Carol Turley, with the Plymouth Marine Laboratory in England and lead author on the 2007 Intergovernmental Panel on Climate Change’s 4th Assessment Report on Climate Change, said that, between the industrial revolution and the present, there’s been a 30 percent increase in ocean acidity.

“If we keep doing what we’re doing, by the end of the century, there will be between a 100 and 150 percent increase in acidity, across the whole global ocean,” Turley said.

Early vulnerability is seen in the polar oceans, which are naturally cold and therefore take up more carbon dioxide; as well as upwellings and estuaries.

Targeting between a 1- and 2-degree rise in global average temperature will reduce the amount of acidification, she said.

“We can do something about it,” Turley said.

Between July 2012-2013, Alexis Valauri-Orton traveled on a Thomas J. Watson Fellowship, investigating human narratives of ocean acidification in Norway, Hong Kong, Thailand, New Zealand, the Cook Islands, and Peru. She designed curricular tools for teaching about ocean acidification, and works with Global Ocean Health and Ocean Conservancy.

“Though acidification occurs in the sea, its potential impacts spread far onto land,” Valauri-Orton said. In Peru, for example, scallop farming is an important economic engine.

“Thousands of people will be affected,” by the decline of scallops due to shell corrosion, she said. “In each place I visited, I was shocked by how few people had heard of ocean acidification. Those with the most to lose have no idea of what they’re up against.”

Bill Dewey has worked for over 30 years as a shellfish farmer in Washington State. He is manager of public policy and communications for Taylor Shellfish Farms, the largest producer of farmed shellfish in the United States, and he owns his own clam farm, which produces 80 tons of clams per year.

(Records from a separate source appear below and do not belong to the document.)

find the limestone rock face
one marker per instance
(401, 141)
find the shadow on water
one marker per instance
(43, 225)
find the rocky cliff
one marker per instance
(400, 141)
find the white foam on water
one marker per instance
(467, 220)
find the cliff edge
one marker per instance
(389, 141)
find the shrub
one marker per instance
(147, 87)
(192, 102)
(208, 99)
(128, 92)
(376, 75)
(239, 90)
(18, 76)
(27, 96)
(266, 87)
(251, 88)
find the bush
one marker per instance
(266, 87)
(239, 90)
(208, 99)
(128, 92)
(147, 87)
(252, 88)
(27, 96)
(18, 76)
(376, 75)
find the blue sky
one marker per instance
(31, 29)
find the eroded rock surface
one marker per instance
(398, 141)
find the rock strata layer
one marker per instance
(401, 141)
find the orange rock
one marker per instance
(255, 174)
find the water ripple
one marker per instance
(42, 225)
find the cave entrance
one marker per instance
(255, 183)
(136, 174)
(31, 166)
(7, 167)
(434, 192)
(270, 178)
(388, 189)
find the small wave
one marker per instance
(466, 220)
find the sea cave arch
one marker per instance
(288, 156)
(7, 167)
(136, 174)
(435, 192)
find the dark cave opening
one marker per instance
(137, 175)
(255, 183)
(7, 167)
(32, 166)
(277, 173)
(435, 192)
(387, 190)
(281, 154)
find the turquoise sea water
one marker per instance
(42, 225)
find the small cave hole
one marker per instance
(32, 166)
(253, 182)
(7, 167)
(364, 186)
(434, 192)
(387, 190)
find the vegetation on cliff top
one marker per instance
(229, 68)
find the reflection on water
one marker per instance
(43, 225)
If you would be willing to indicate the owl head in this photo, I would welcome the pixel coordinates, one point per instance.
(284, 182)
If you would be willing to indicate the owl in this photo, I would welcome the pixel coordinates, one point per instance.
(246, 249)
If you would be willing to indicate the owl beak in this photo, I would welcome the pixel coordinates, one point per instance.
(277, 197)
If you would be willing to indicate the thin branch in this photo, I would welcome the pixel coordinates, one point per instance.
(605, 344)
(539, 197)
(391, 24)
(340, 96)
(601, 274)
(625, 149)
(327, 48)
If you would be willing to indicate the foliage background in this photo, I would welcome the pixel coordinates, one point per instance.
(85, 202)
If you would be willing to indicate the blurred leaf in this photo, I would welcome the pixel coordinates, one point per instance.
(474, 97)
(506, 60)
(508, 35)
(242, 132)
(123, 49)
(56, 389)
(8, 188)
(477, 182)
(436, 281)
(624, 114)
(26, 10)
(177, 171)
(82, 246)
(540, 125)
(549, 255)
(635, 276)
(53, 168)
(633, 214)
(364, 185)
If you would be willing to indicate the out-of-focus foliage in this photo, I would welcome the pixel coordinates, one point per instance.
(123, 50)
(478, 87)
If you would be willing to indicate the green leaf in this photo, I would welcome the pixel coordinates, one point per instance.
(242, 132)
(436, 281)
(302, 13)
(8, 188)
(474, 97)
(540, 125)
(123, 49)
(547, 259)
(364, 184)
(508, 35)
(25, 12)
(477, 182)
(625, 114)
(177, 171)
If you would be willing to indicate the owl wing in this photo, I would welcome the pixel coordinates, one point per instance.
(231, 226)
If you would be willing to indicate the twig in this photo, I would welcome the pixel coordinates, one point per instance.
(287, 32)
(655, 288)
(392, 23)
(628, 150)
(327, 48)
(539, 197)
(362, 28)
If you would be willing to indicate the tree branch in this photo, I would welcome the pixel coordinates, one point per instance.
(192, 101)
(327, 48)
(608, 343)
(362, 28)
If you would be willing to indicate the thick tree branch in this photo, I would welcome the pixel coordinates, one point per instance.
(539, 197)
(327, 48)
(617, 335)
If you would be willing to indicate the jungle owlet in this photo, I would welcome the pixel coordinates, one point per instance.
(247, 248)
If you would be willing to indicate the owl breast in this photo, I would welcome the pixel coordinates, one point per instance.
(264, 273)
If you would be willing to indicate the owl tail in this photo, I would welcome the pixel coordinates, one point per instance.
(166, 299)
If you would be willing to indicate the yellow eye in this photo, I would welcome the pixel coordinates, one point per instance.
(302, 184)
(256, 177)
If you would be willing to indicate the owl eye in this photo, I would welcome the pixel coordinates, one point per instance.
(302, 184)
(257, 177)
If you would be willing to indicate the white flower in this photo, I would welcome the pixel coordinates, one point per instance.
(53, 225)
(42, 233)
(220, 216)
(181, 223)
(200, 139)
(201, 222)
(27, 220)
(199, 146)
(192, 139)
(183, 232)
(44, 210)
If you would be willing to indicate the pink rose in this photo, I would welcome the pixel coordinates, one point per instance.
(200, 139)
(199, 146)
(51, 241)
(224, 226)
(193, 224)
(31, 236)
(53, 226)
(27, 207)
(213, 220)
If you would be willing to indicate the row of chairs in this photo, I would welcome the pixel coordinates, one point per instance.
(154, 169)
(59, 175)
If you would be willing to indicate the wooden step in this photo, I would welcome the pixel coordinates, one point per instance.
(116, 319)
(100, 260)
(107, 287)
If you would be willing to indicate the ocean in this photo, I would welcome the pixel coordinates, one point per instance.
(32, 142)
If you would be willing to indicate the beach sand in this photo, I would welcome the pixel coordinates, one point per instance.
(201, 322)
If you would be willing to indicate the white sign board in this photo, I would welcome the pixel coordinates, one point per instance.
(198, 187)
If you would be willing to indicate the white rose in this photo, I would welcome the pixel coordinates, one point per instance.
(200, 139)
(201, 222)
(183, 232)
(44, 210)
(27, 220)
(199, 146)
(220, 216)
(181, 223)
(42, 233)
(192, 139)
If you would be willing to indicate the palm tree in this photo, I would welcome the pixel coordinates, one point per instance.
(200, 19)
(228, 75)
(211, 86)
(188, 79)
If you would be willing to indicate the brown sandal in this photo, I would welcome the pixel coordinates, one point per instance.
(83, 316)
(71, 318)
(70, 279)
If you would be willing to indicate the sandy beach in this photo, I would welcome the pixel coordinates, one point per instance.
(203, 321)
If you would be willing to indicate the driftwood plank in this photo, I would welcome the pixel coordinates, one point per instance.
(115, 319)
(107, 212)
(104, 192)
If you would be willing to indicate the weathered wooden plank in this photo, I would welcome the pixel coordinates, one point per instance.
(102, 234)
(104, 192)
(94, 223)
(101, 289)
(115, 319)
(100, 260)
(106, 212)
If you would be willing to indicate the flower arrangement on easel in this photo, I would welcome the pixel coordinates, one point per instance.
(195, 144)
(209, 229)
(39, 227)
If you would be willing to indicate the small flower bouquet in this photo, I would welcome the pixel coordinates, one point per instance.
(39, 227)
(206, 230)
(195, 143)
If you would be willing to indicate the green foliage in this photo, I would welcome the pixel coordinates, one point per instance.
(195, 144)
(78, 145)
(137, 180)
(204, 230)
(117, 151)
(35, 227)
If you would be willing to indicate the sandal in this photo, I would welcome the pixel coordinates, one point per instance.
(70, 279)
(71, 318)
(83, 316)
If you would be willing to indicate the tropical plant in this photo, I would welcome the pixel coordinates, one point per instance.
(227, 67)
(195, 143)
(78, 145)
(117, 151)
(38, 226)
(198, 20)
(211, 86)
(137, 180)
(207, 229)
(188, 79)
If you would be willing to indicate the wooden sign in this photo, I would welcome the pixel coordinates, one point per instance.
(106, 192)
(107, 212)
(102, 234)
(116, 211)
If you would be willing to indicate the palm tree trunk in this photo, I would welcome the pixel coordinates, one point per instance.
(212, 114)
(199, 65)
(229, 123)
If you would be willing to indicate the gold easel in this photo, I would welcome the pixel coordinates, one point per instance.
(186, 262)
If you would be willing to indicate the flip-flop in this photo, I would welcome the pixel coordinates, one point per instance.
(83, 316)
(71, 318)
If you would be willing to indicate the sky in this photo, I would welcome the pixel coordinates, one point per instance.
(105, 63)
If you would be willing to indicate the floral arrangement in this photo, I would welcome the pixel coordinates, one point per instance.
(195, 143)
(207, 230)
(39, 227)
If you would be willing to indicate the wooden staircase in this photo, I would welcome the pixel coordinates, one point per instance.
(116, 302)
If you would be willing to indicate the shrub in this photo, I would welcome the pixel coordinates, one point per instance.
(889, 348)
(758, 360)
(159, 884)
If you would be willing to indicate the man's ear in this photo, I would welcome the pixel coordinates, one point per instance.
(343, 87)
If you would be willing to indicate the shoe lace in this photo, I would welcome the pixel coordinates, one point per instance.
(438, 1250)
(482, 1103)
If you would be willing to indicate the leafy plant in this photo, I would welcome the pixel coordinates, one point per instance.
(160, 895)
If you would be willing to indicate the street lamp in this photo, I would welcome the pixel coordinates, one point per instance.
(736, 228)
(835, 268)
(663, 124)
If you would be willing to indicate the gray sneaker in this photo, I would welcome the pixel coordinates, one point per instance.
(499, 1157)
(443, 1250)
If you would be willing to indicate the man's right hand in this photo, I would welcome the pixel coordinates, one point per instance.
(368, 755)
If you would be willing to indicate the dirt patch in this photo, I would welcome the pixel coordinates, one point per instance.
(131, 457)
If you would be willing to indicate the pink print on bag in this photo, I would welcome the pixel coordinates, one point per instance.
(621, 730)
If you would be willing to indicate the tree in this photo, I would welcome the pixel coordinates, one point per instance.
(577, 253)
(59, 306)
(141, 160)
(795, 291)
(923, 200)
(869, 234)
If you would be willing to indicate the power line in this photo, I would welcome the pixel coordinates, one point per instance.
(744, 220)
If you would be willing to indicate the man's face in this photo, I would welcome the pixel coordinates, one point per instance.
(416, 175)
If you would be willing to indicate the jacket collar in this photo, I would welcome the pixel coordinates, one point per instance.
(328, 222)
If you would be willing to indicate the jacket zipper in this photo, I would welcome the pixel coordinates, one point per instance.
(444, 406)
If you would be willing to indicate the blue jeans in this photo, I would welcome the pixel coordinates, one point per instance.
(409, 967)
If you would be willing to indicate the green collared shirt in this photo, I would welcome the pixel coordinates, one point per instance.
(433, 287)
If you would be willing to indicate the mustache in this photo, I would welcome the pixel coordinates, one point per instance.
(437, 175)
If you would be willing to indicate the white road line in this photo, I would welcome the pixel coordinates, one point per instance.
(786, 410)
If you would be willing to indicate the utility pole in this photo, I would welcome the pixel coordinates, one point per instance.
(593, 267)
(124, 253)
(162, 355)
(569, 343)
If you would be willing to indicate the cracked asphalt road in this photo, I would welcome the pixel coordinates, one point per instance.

Taylor has two shellfish hatcheries, in Washington and Hawaii, where seed is produced for clams and oysters. During their first few weeks of life, seed are most vulnerable to changing water chemistry.

“In 2006, our Washington hatchery started to see significant and repetitive oyster larvae mortality,” Dewey said. Reduced calcium carbonate in the water was “not good news for oyster farmers. These are building blocks for shells.”

In the oyster’s first 48 hours of life, 90 percent of its weight gain is shell. With less calcium carbonate, the oyster has to work harder to form shell, so it doesn’t have enough energy left to build the organ with which it feeds.

Between 2008 and 2009, he said, oyster growers were in a panic. However, Taylor was able to experiment at its Hawaii hatchery, where they didn’t see the same effects. Adding sodium carbonate to their water allowed them to recover a significant portion of their lost production.

“Ocean acidification is real,” Dewey said. “The world needs to grapple with carbon dioxide emission. And while we do, there are actions we can take to adapt and mitigate impacts that, in the short term, will help.”